以白椿的受歡迎程度和外貌,不回家還能去哪裏?八成泡在女人堆里吧!

雖然她很努力不去介意白椿的工作,可是沒辦法不吃醋呀!

自從正式接受白椿的追求后,伍越桃發現自己是越來越會嫉妒了,只要白椿一天沒與她聯絡,她就會忍不住聯想到白椿是不是又跑去跟哪個女客戶鬼混。

「我晚上在白夜上班,白天才回來,一回家倒頭就睡,妳覺得我這樣像是有回家的感覺嗎?」與其說是家,不如說是間睡覺用的旅館。

不過如果他娶了小桃子回家,也許情況會完全不同吧!

伍越桃有些懷疑地瞟着白椿,然後低着頭想了又想,最後才吐出一口氣,像是放鬆下來似地低聲道:「哦……原來是這樣呀!」

她果然是誤會了,畢竟就像白椿說的,好好一個家卻只拿來睡覺用,實在很像住旅館,那跟沒回家的意思也差不多了。

知道白椿沒腳踏兩條船后,伍越桃開心的舉步奔往陽台邊,想看看白椿說的漂亮景色到底是什麼樣子,只是……

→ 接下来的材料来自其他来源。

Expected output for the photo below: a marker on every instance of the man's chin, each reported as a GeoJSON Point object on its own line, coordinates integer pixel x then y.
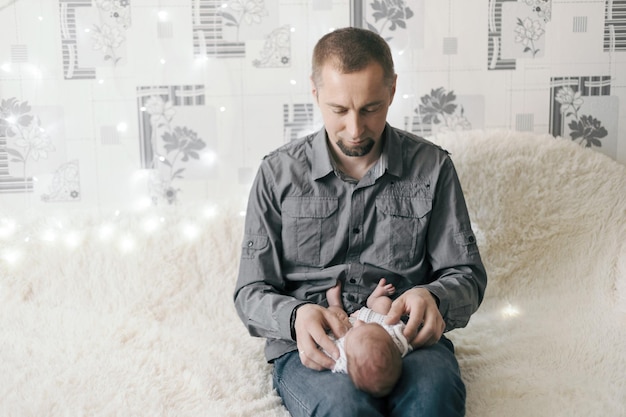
{"type": "Point", "coordinates": [361, 149]}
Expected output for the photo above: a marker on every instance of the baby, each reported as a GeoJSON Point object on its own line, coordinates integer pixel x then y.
{"type": "Point", "coordinates": [371, 352]}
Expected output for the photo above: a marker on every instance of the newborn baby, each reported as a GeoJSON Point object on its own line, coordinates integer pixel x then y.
{"type": "Point", "coordinates": [371, 351]}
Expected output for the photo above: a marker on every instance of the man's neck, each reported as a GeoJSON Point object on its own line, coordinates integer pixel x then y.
{"type": "Point", "coordinates": [356, 167]}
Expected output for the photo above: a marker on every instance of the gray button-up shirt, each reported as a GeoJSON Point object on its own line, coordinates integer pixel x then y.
{"type": "Point", "coordinates": [307, 228]}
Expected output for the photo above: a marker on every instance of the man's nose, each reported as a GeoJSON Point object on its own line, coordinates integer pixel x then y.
{"type": "Point", "coordinates": [355, 125]}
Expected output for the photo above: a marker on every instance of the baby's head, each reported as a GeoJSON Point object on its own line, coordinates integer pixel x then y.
{"type": "Point", "coordinates": [373, 360]}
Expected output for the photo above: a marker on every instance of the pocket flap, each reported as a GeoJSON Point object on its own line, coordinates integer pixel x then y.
{"type": "Point", "coordinates": [404, 207]}
{"type": "Point", "coordinates": [311, 207]}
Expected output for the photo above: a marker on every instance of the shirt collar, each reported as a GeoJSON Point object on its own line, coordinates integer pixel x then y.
{"type": "Point", "coordinates": [390, 159]}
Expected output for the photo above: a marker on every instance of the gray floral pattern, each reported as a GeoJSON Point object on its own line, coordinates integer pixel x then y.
{"type": "Point", "coordinates": [26, 138]}
{"type": "Point", "coordinates": [585, 129]}
{"type": "Point", "coordinates": [243, 11]}
{"type": "Point", "coordinates": [389, 15]}
{"type": "Point", "coordinates": [110, 33]}
{"type": "Point", "coordinates": [439, 109]}
{"type": "Point", "coordinates": [180, 144]}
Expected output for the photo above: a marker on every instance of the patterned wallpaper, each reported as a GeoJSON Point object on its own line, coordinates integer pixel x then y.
{"type": "Point", "coordinates": [133, 103]}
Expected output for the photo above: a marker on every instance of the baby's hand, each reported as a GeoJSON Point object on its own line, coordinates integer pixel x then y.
{"type": "Point", "coordinates": [340, 312]}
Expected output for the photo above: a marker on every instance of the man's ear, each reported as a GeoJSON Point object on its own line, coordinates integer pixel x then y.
{"type": "Point", "coordinates": [313, 89]}
{"type": "Point", "coordinates": [393, 88]}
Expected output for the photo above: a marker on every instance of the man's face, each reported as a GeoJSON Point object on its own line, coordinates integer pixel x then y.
{"type": "Point", "coordinates": [354, 108]}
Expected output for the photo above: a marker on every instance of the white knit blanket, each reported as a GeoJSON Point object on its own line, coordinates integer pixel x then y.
{"type": "Point", "coordinates": [132, 314]}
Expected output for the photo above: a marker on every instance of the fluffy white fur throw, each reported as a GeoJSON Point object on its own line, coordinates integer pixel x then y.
{"type": "Point", "coordinates": [132, 315]}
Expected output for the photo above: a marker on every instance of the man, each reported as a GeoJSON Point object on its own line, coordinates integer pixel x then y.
{"type": "Point", "coordinates": [353, 203]}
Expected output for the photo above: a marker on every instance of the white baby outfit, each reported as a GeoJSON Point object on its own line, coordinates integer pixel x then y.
{"type": "Point", "coordinates": [370, 316]}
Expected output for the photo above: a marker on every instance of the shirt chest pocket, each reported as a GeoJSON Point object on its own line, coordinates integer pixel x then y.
{"type": "Point", "coordinates": [403, 221]}
{"type": "Point", "coordinates": [309, 228]}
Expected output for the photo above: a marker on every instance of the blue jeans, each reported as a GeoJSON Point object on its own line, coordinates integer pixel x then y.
{"type": "Point", "coordinates": [430, 386]}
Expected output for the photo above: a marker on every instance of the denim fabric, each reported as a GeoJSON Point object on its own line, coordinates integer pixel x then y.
{"type": "Point", "coordinates": [430, 386]}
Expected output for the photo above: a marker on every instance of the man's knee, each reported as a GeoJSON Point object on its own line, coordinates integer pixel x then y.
{"type": "Point", "coordinates": [307, 393]}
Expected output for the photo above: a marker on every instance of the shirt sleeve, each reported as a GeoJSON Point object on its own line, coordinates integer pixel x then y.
{"type": "Point", "coordinates": [459, 277]}
{"type": "Point", "coordinates": [259, 298]}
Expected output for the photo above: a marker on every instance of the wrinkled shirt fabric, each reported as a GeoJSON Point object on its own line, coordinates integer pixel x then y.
{"type": "Point", "coordinates": [307, 228]}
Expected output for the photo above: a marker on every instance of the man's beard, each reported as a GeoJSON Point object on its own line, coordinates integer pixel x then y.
{"type": "Point", "coordinates": [358, 150]}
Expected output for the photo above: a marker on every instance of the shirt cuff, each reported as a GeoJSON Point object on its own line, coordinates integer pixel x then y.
{"type": "Point", "coordinates": [292, 321]}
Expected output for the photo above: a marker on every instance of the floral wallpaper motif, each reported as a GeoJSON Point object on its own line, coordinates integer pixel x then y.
{"type": "Point", "coordinates": [543, 8]}
{"type": "Point", "coordinates": [389, 15]}
{"type": "Point", "coordinates": [237, 12]}
{"type": "Point", "coordinates": [528, 32]}
{"type": "Point", "coordinates": [109, 32]}
{"type": "Point", "coordinates": [26, 138]}
{"type": "Point", "coordinates": [585, 129]}
{"type": "Point", "coordinates": [440, 111]}
{"type": "Point", "coordinates": [65, 184]}
{"type": "Point", "coordinates": [277, 49]}
{"type": "Point", "coordinates": [179, 143]}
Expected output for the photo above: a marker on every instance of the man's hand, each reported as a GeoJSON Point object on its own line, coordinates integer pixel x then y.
{"type": "Point", "coordinates": [425, 325]}
{"type": "Point", "coordinates": [312, 322]}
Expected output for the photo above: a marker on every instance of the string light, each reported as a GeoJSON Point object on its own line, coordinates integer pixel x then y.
{"type": "Point", "coordinates": [106, 231]}
{"type": "Point", "coordinates": [12, 256]}
{"type": "Point", "coordinates": [163, 15]}
{"type": "Point", "coordinates": [127, 243]}
{"type": "Point", "coordinates": [7, 228]}
{"type": "Point", "coordinates": [510, 311]}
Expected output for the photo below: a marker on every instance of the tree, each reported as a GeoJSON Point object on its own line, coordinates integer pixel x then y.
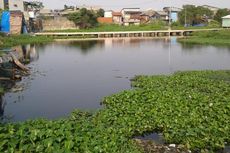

「哇——」伍越桃一見到那彷佛探不見底的高度,忍不住腳一軟,癱坐在陽台上。「白椿,你到底住幾樓啊?看得人都頭昏了。」

「我剛才不是告訴過妳,我住二十八樓?」敢情小桃子因為初次造訪他家,所以一路上太興奮了,根本沒把他的話聽進去?

扶起伍越桃,白椿把椅子推到她身後讓她坐下,才往陽台外望雲。

十二月的冷風捲起白椿的柔細髮絲,吹起了波浪,讓他不自覺地瞇起雙眼,長長的睫毛覆著眼眸,再加上一身雪白西裝,看來就像是放置在陽台的裝飾塑像,足以讓人看得出神。

「其實看久了就習慣了,沒什麼好怕的,只要妳別爬上陽台就好了。」白椿撥了撥散亂的髮絲,然後向伍越桃眨了下眼,露出宛若惡作劇的笑容。

「看久了就習慣,我想這是不可能的啦!」雖然她坐在椅子上,無法一覽底下風光,理論上應該比較不會怕,可是伍越桃還是緊張地拉住白椿的手臂,彷彿一放手就會掉下去。

「像我看你那麼久了,還是沒辦法習慣啊!我每次看都覺得你長得很漂亮,而且心口也會跳個不停,就像這樣……」伍越桃牽起白椿的手往自己的胸口放,想讓他感受一下自己的心跳。

這樣的舉動或許是太過甜膩,不過也算是她與白椿相處融洽的證明吧!所以她才會覺得如此的親密舉動是再自然不過的事情。

「可是,我分不出妳的心跳是因為緊張害怕,還是……」白椿意有所指地把手指往伍越桃胸口上輕掐了下。「妳是因為害羞,才心跳個不停?」

近來小桃子是越來越習慣與他相處了,只不過就因為這份習以為常的感覺,所以她老是做出一些驚人之舉,甚至足以讓他失控想狠狠地吻住她不放。

呵,虧他還是經常讓女人為他失控尖叫的白夜酒店首席紅牌,沒想到竟會在面對一顆生澀小桃子的時候屢屢失去理智;這是不是叫作一物剋一物呢?

伍越桃讓白椿一捏,馬上緊張地拍掉他的手。「啊!白椿,你又吃我豆腐。」

「這不是吃豆腐,那是拿來形容色狼的。」

白椿不以為意地揮揮手,然後一把將伍越桃自椅子上拉起、擁入懷中。「我們這樣應該叫相親相愛。」

「哇——」因為人還站在陽台上,所以伍越桃一站起來就覺得頭暈、兩腳發軟,根本沒心思跟白椿爭辯,只是死命地抱住白椿不放。

「瞧,妳把我抱得這麼緊,不正是相親相愛最好的證明?」白椿得了便宜還賣乖,繼續假裝平靜地摟着伍越桃,並往她的唇瓣和臉頰吻去。

「我是怕高才這樣的!」伍越桃死命地掙扎着,「不管你了,我要進去啦!」她勉強鬆開白椿,想要轉身奔入屋裏避難,卻偏偏腳發軟完全走不動,只好跪坐在地上。

「沒想到妳這麼怕高,那結婚以後是不是要搬到樓層矮一點的地方去?」白椿失笑地彎下身子瞧着伍越桃,牽起她的手慢慢磨蹭着,像是在平撫她緊張的情緒一般。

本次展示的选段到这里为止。